Ein paar Zahlen, das Statistische Amt der Stadt München hat gezählt: Die 195 Personen, die am Pündterplatz wohnen, leben mit 22 Kindern in 112 Privathaushalten. 69 Fahrzeuge ohne Anhänger sind dort gemeldet, davon 60 Pkw. Die Mitte des Platzes nimmt eine große Grünanlage mit einem viel besuchten Spielplatz ein, sie ist etwa 1850 Quadratmeter groß. Jetzt zum ewigen München-Thema, die hohen Mieten: In Schwabing-West sind sie besonders hoch, aber es geht noch höher, sagt die Stadtteilstudie von 2016: Im Durchschnitt wurde 2015 in München eine Wiedervermietungsmiete von 15,57 Euro pro Quadratmeter erzielt. Die höchsten Wiedervermietungsmieten weisen dabei Altstadt und Lehel auf mit 19,64 Euro/qm² auf. Es folgen Schwabing, Schwabing-West, Maxvorstadt, Au-Haidhausen und die Isarvorstadt- Ludwigsvorstadt mit 17,31 Euro bis 17,94 Euro/qm². Die günstigsten Mieten sind weiterhin in Berg am Laim, 11,94 Euro/qm², und Trudering, 12,81 Euro/qm², zu finden.
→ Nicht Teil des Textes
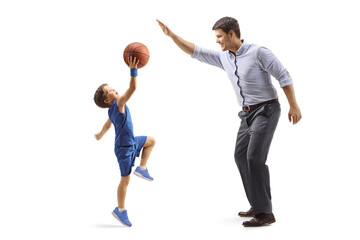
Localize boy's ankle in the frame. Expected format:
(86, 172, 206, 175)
(118, 208, 126, 212)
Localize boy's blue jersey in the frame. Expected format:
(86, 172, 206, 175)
(108, 101, 135, 146)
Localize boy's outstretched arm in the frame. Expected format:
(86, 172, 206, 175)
(95, 118, 112, 140)
(117, 56, 139, 109)
(157, 19, 195, 56)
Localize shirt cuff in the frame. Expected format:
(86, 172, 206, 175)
(191, 44, 201, 59)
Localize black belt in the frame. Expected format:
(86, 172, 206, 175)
(242, 98, 278, 112)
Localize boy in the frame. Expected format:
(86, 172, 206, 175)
(93, 56, 156, 227)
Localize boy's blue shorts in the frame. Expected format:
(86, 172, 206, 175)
(115, 136, 147, 177)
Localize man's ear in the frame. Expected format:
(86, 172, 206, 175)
(229, 30, 235, 39)
(104, 98, 110, 104)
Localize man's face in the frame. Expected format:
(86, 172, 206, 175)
(215, 28, 232, 51)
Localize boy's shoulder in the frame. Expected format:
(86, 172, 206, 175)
(109, 101, 128, 117)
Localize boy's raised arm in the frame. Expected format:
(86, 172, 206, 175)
(95, 118, 112, 140)
(117, 56, 139, 108)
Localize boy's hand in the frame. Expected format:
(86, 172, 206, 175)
(128, 56, 140, 69)
(94, 133, 103, 140)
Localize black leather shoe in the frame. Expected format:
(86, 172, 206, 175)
(242, 213, 276, 227)
(238, 207, 254, 217)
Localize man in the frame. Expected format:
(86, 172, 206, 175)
(157, 17, 301, 227)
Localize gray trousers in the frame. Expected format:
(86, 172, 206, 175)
(234, 101, 281, 215)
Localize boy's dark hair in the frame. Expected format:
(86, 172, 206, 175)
(94, 83, 111, 108)
(212, 17, 241, 39)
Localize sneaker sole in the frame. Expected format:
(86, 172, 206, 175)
(111, 212, 131, 227)
(133, 171, 153, 181)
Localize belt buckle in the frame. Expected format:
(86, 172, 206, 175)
(243, 106, 251, 112)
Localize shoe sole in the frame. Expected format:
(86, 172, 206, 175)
(133, 171, 153, 181)
(111, 212, 131, 227)
(238, 214, 255, 217)
(266, 219, 276, 225)
(243, 219, 276, 227)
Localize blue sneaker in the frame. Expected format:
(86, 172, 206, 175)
(134, 166, 154, 181)
(112, 208, 132, 227)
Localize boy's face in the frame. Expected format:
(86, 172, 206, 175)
(103, 85, 119, 104)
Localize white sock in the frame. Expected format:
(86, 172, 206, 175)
(140, 166, 147, 170)
(118, 208, 126, 212)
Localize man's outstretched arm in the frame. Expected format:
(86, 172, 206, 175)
(157, 19, 195, 55)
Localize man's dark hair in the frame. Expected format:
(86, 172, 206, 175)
(212, 17, 241, 39)
(94, 83, 111, 108)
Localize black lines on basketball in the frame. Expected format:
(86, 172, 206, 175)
(123, 42, 150, 69)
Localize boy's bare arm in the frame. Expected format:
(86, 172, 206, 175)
(95, 118, 112, 140)
(117, 56, 139, 108)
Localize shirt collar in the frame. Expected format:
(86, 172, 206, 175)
(236, 40, 248, 56)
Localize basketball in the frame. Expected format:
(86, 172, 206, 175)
(123, 42, 150, 69)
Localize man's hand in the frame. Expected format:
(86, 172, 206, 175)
(156, 19, 195, 55)
(157, 19, 173, 37)
(282, 84, 302, 125)
(288, 105, 302, 125)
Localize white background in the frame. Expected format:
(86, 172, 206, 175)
(1, 0, 359, 239)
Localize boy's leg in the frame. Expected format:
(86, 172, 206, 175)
(139, 136, 156, 167)
(113, 175, 132, 227)
(117, 175, 130, 209)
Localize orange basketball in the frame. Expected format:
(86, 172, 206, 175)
(123, 42, 150, 69)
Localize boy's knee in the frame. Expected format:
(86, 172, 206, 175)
(121, 176, 130, 185)
(147, 136, 156, 146)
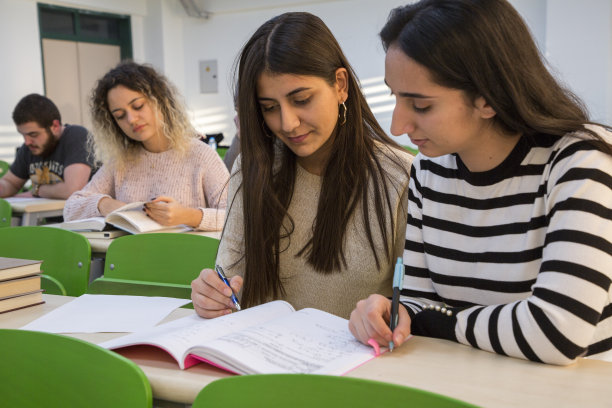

Christian Ude, ehemaliger Oberbürgermeister: "Hohe Mieten sind ein Wohlstandsphänomen und München schreibt seit 1945 an seiner Erfolgsgeschichte mit entsprechend vielen Spitzenverdienern in zukunftsträchtigen Branchen. Weil die Einkünfte hier höher sind, sind auch die Mieten häufig ökonomisch drin. Keiner will in Kommunen leben, in denen Wohnraum leer steht, aber selbst Einheimische keine Arbeit finden. Darum gehen die Menschen nach München: Erst kamen sie aus dem bayerischen Umland, dann aus der Oberpfalz, Franken und Schwaben, inzwischen gibt es einen ungeheuren Strom aus Osteuropa. Das Wachstum der Stadt erfordert Wachstum der Zuwanderung. Und Zustrom erhöht natürlich Wohnungsmangel. Ich ärgere mich über die gut verdienenden Sozialschmarotzer, die schwarz eine polnische Putzfrau beschäftigen, aber keine Ahnung haben, in welchem Elend die lebt".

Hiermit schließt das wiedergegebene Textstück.